I wondered how Kidman asked to be addressed. “She said, ‘Call me Nic.’ And I would love to, but I mean, I’m still adjusting to calling her Nicole, so maybe give me like a year and we’ll move slowly to Nic.”
That’s a tall order for someone who refuses to refer to her high school teachers by their first names. ”So I don’t know where that comes from,” she says, chuckling.
“But I think when I really respect people, I want to call people by their proper titles. And in my mind, Nicole’s proper title is Nicole Kidman and calling her Nic feels so privileged that I’m not sure I’m ready for that yet.”
Her good manners stem from her parents and how they raised her, and goes to the reason she says she learned Korean. “They really took the parts of Korean culture they liked and the parts of American culture they liked and raised me with a mixture of both.”
Also, she says, her mother “didn’t really want me to grow up absorbing any kind of misogyny or chauvinism, so she really tried to raise me to be a really strong, independent young woman. But we also as a family really respect expertise. And I think there’s really a role for people who dedicate their lives to craft and knowledge. And I think sometimes in the U.S. we can, in our efforts to make everything a meritocracy. sometimes we can forget how important it is to acknowledge people’s years of experience. And that’s something that has always mattered to me.”
I love that her mother raised her on classic Hollywood movies, enabling her to become a huge fan of the likes of Audrey Hepburn, Gregory Peck, Anna May Wong and pioneering cinematographer James Wong Howe. Plus, there are many Korean actors and directors and writers she’s a fan of, though “there’s too many to name.”
She got to work with Korean American filmmaker So Young Shelly Yo on her directorial feature debut Smoking Tigers, which was highly praised coming out of last year’s Tribeca Festival.
Yoo credits Amazon for allowing her to join the cast of Smoking Tigers before she had fully wrapped on Expats.
In the film, she plays a student who lies about her family background.

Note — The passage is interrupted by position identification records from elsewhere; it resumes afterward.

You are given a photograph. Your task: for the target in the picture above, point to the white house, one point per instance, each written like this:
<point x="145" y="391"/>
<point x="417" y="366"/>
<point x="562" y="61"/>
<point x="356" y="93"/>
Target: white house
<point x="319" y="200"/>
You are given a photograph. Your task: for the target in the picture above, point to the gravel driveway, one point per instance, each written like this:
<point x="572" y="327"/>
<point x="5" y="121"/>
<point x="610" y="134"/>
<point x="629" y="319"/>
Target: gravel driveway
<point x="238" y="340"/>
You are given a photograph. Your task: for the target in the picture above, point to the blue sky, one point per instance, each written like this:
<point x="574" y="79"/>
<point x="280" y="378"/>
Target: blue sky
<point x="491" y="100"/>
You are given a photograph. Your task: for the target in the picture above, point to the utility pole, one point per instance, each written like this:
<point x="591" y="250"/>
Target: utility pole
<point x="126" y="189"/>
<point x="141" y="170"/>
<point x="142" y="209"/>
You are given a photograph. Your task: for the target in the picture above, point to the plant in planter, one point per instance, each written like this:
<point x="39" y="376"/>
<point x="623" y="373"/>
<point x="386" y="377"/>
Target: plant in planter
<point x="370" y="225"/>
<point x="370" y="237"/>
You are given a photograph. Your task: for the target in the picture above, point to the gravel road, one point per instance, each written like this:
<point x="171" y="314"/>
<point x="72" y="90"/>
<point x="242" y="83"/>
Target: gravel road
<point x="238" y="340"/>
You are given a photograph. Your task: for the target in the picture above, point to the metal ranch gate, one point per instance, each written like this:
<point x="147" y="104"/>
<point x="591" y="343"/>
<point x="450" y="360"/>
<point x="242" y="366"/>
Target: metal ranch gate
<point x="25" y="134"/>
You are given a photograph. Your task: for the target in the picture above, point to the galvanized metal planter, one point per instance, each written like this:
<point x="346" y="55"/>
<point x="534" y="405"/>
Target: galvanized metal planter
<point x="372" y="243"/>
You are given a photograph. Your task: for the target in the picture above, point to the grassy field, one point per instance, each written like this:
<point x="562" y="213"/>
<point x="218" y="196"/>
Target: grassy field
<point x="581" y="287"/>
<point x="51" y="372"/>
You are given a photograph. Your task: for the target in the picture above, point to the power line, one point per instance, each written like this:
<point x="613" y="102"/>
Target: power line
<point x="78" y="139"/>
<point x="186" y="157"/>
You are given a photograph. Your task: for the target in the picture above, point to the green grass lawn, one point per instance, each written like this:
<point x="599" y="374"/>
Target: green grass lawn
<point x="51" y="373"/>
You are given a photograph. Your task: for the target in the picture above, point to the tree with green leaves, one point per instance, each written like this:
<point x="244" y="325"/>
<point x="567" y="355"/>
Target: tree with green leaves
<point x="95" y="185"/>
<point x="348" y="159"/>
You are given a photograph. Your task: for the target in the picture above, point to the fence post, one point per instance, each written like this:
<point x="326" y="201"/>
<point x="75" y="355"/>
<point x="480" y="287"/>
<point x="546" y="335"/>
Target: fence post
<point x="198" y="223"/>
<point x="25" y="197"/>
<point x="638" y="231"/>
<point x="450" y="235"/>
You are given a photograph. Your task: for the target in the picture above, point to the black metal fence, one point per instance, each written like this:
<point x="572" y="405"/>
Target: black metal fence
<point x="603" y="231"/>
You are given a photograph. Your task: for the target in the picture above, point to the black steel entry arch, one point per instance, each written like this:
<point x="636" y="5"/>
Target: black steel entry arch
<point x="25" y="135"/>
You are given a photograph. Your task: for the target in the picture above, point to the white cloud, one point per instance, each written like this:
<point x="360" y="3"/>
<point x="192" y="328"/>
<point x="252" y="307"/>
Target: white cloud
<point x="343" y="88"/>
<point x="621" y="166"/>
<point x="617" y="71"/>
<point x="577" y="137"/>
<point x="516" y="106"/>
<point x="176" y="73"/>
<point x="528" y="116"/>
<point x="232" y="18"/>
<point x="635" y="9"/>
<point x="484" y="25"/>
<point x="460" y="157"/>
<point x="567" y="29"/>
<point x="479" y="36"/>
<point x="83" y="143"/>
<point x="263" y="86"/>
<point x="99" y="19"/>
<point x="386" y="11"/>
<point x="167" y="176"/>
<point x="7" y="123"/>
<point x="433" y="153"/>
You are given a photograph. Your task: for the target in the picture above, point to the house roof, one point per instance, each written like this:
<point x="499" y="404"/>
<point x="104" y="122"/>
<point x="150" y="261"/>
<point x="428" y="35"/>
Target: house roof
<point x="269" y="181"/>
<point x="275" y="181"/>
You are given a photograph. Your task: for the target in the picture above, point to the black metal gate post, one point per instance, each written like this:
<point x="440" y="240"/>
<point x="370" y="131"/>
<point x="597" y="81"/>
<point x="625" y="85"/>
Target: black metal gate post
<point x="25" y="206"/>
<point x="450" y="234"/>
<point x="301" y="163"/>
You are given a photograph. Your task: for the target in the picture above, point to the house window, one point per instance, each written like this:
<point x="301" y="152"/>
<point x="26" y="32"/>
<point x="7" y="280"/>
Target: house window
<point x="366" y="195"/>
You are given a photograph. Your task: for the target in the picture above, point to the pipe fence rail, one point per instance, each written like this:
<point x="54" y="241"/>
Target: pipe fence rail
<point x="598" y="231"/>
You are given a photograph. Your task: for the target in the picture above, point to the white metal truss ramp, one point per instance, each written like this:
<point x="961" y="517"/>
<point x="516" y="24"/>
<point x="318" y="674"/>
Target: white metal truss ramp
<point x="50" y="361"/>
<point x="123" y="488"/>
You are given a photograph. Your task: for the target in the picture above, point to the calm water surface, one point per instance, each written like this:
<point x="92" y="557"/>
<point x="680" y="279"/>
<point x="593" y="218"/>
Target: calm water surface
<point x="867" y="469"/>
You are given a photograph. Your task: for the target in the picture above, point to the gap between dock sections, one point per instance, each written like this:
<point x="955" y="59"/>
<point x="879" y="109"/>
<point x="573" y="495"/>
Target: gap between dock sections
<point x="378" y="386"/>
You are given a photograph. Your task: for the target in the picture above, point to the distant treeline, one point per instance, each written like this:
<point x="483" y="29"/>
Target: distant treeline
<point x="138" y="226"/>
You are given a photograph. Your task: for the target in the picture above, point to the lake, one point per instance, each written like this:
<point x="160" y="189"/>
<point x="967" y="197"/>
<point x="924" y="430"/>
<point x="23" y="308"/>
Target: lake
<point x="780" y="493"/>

It took me a while before I realized that the character who was almost leaping out of the screen at me was Yoo, and I say that as high praise in the way that she’s a chameleon with her ability to simply just disappear into another character.
Same as when I watched her participate in a Deadline Contenders Television panel recently with Wong, Kidman and Blue. Took me a moment even though the moderator, Pete Hammond, had introduced her!
Can’t wait to see what Ji-young Yoo, to call her by her full name as a mark of respect, does next, whether it be on screens big and small or on a stage in the U.S., or over here in London — something which I highly encourage her to do because it will be a real treat to see an actor who’s the real deal command a British stage.